Resident Bob Meisel delivered his vote — in favor of the $5 million project — just a few minutes before the 2 p.m. deadline, adding that he thought he had until Election Day, March 8, to get his ballot to Town Hall.
“We have so few votes here,’’ he said, explaining his confusion over the dates.
The week before, town officials shifted from being neutral about the proposal to stating their full-fledged support. Commissioners voted unanimously to cast six votes in favor of burying the wires for the six parcels the town owns.
Besides boosting property values, underground wires will help protect the town’s signature Australian pines along State Road A1A from being overly trimmed by Florida Power & Light Co. crews, Mayor William F. Koch Jr. said.
“We’ve for the last three or four years had to have an arborist stop in and watch them when they come in so they don’t butcher them to death,’’ he said. “They’re not going to last.’’
Koch urged the audience at a special commission meeting to tell their neighbors the project is in their best interest.
“It makes sense,’’ he said. “You’re investing in your own property when you put the undergrounding in. And it’s also investing in the town’s heritage and what it really is. These trees are very important to us.’’
Ganger praised Koch for showing his feelings at a Civic Association meeting the night before.
“The mayor did this town a great service by standing up, endorsing the project for all the right reasons, with passion,’’ Ganger said. “We’re so used to trying to be very civil, very factual and so forth and so on. There comes a point in time when you have to put a little passion into it. ‘’

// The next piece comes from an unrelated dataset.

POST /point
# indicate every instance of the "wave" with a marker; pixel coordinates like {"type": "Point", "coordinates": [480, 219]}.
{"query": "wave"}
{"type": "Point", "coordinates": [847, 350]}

Koch and Ganger said condo residents seemed most opposed to the project and questioned why a multifamily building should have to pay any more than a single-family home that took up the same land area.
“Three-fourths of the project is on the street — that is, to bring it to your house,’’ Ganger said. ‘’So really, what they’re getting is what everybody else gets. And the issue is, is that fair? Yes, it is fair. Is it equitable? Yes, it is equitable. Do I want to do it? In their case, a lot of them say no.’’
Gulf Stream’s consultants said the cost to put electric, phone and cable TV wires underground for a typical single-family home is $15,218 and on a condo unit is about $8,500. The bill for Gulf Stream School is $44,200, they said.
Town officials plan to look for 20-year financing plans that could make the amount $600 a year for condos and $1,200 a year for single-family homes.
Work will start in the southern end of town first, followed by the northern section at the end of this year. All of Gulf Stream should be finished by fall 2012, the consultants said.
The project does not include Place au Soleil, which was built with its lines placed underground.